The Pharmacy Program at Southwestern

The College of Pharmacy (COP) at Southwestern Oklahoma State University (SWOSU) is accredited by the Accreditation Council for Pharmacy Education, the accrediting agency for Colleges of Pharmacy in the United States, and is a member of the American Association of Colleges of Pharmacy. The COP celebrated its 50th anniversary in 1989 and continues to maintain a tradition of excellence in pharmacy education.

The COP offers a Doctor of Pharmacy (Pharm. D.) degree, which is a 2 + 4 program. Students must complete 2 years of pre-professional study, which includes general education courses as well as prescriptive courses in biology, chemistry, physics, and math. This is followed by 4 years in the COP at SWOSU in the Pharm. D. program, which includes courses in the pharmaceutical sciences and pharmacy practice and an academic year of full-time experiential education and training. Admission to the Pharm. D. program is competitive. Objective data, particularly performance in required math & science courses, overall GPA, ACT or SAT scores, and PCAT scores are significant. Students are admitted to the Pharm. D. program in the Fall, Spring, and Summer. Each year, approximately 85 students are admitted to the Pharm. D. program.

The primary mission of SWOSU and the COP is teaching. All full-time faculty in the COP have earned a terminal degree in pharmacy and provide instruction in all the courses in the Pharm. D. program. Typically, most didactic classes have approximately 60 students, while most laboratory classes taught within the COP have approximately 20 students.

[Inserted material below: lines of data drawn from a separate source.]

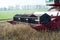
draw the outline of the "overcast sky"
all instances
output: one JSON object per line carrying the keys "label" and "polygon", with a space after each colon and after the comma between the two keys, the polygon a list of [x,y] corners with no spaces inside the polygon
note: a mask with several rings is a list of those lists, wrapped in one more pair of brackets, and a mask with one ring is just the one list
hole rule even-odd
{"label": "overcast sky", "polygon": [[15,5],[45,5],[45,0],[0,0],[0,7]]}

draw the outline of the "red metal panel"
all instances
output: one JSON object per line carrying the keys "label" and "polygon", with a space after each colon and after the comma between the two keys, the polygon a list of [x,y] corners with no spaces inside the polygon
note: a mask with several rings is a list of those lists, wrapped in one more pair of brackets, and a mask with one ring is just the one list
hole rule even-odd
{"label": "red metal panel", "polygon": [[[53,17],[52,17],[53,18]],[[40,25],[34,25],[35,27],[33,27],[34,29],[37,30],[57,30],[60,29],[60,16],[56,16],[56,19],[49,22],[48,24],[40,24]]]}

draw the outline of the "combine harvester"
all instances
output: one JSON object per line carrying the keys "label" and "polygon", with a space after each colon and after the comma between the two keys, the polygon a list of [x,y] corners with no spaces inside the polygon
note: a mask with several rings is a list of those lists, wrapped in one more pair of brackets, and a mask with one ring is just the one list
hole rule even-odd
{"label": "combine harvester", "polygon": [[[47,4],[53,6],[48,12],[35,12],[31,15],[16,14],[13,21],[8,21],[11,24],[16,22],[29,23],[32,28],[36,30],[60,30],[60,0],[54,0],[54,4]],[[55,12],[51,12],[55,10]]]}

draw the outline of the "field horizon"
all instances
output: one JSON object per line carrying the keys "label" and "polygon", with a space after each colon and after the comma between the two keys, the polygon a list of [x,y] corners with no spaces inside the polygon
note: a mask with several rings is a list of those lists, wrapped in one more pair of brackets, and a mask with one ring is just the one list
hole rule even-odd
{"label": "field horizon", "polygon": [[32,14],[34,12],[44,12],[48,9],[33,9],[33,10],[7,10],[0,11],[0,19],[12,19],[16,14]]}

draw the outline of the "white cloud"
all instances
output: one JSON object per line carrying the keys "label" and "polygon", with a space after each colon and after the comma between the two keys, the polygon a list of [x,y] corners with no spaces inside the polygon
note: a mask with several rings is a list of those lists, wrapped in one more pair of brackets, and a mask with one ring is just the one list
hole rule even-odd
{"label": "white cloud", "polygon": [[0,7],[14,5],[45,5],[45,0],[0,0]]}

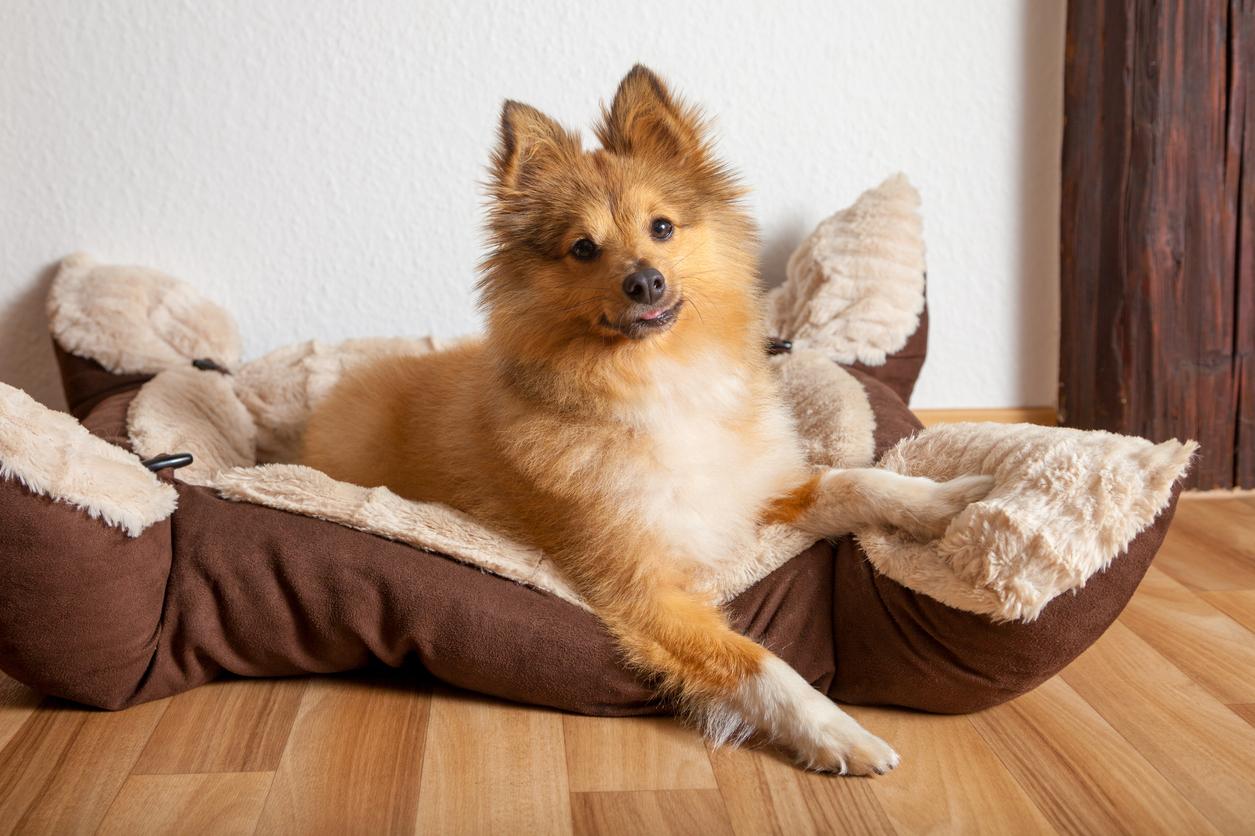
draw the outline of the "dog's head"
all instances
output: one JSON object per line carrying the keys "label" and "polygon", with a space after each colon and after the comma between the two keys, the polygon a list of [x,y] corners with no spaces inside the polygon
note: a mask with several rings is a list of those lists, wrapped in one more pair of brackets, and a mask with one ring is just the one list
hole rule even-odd
{"label": "dog's head", "polygon": [[596,134],[602,147],[585,151],[553,119],[505,103],[480,281],[490,327],[610,345],[744,332],[755,232],[700,114],[638,65]]}

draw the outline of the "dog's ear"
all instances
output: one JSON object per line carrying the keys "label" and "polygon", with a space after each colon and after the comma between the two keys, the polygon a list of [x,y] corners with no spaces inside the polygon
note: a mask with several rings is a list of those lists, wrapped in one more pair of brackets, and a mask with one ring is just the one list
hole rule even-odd
{"label": "dog's ear", "polygon": [[616,154],[704,162],[708,156],[705,124],[697,109],[671,95],[653,70],[631,69],[610,109],[602,108],[597,138]]}
{"label": "dog's ear", "polygon": [[498,187],[517,190],[545,166],[579,152],[579,137],[536,108],[515,101],[502,105],[497,150],[492,156]]}

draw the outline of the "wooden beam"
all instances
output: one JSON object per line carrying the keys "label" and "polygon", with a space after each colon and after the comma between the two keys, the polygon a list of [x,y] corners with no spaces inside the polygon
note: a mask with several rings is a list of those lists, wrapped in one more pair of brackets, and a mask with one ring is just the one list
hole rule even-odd
{"label": "wooden beam", "polygon": [[1253,26],[1252,0],[1068,9],[1060,421],[1197,439],[1207,488],[1255,485]]}

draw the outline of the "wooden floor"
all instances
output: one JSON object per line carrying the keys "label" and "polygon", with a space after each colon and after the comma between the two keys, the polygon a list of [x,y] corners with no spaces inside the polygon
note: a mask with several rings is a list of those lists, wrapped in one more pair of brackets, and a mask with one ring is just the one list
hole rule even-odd
{"label": "wooden floor", "polygon": [[0,679],[0,833],[1253,833],[1255,498],[1182,502],[1111,631],[969,717],[855,708],[902,766],[808,775],[670,719],[412,673],[235,681],[121,713]]}

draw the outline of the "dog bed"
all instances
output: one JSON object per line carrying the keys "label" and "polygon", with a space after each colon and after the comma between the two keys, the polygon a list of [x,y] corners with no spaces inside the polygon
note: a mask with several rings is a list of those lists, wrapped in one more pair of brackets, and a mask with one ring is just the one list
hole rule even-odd
{"label": "dog bed", "polygon": [[[1032,688],[1110,625],[1162,541],[1193,446],[920,431],[874,376],[909,392],[922,362],[917,204],[891,179],[799,249],[769,297],[795,343],[775,362],[812,462],[986,473],[994,490],[928,543],[767,527],[705,583],[738,629],[835,699],[970,711]],[[11,676],[122,708],[224,673],[380,661],[583,713],[659,710],[545,555],[291,463],[345,368],[436,341],[306,343],[241,364],[231,317],[190,286],[85,257],[63,263],[49,318],[73,417],[0,385]],[[162,468],[159,454],[182,451],[192,464]]]}

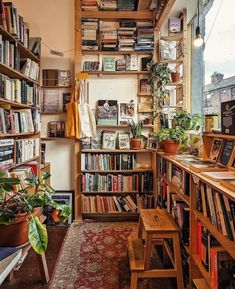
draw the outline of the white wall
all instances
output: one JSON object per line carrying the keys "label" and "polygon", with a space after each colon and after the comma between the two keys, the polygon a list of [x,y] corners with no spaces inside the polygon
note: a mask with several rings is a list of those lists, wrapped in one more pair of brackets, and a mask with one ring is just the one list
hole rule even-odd
{"label": "white wall", "polygon": [[[67,51],[74,44],[73,0],[13,0],[19,13],[30,24],[30,35],[42,38],[42,68],[73,70],[74,50],[64,57],[53,56],[51,49]],[[53,119],[55,119],[53,117]],[[52,120],[52,116],[43,116]],[[56,190],[70,190],[73,184],[74,146],[72,140],[48,141],[46,161],[51,162],[52,186]]]}

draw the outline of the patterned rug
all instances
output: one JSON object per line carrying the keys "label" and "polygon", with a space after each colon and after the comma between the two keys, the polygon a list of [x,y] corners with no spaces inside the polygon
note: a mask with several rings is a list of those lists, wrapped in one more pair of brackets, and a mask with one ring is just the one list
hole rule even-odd
{"label": "patterned rug", "polygon": [[[129,289],[127,236],[137,224],[79,222],[72,224],[52,276],[50,289]],[[140,288],[145,288],[140,284]]]}

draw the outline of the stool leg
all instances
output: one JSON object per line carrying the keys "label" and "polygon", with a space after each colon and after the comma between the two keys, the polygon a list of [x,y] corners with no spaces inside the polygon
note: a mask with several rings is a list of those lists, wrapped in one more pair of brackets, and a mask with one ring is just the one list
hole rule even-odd
{"label": "stool leg", "polygon": [[131,287],[130,289],[137,289],[137,273],[131,273]]}
{"label": "stool leg", "polygon": [[174,246],[175,269],[177,270],[177,289],[184,289],[182,263],[181,263],[181,252],[180,252],[180,241],[179,241],[179,233],[178,232],[174,234],[173,246]]}

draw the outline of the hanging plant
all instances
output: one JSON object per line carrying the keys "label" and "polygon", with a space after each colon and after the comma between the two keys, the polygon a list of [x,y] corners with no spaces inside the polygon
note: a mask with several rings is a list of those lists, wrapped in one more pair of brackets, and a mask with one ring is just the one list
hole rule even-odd
{"label": "hanging plant", "polygon": [[170,83],[171,70],[167,63],[152,61],[149,64],[151,73],[149,82],[154,101],[154,118],[156,118],[163,106],[163,100],[167,94],[166,86]]}

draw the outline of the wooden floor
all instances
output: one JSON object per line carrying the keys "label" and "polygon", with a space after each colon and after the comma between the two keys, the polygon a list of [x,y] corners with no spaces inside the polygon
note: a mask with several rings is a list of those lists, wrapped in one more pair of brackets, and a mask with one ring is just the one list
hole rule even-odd
{"label": "wooden floor", "polygon": [[[48,226],[49,243],[46,255],[50,276],[55,267],[66,231],[67,227]],[[47,286],[40,281],[37,262],[36,253],[31,249],[22,267],[15,273],[13,280],[5,281],[1,289],[46,289]]]}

Graduates of COP continue to perform above average on the NAPLEX, the national licensing examination for pharmacy. In recent years, there has been virtually 100% employment for graduates of the COP at SWOSU. Approximately 30 companies a year recruit students for employment in a variety of areas in pharmacy practice. Salaries for new graduates are typically more than $90,000.

The COP has more than 5,000 alumni. Many are leaders in their community, while others are leaders in the state and have attained national and international recognition.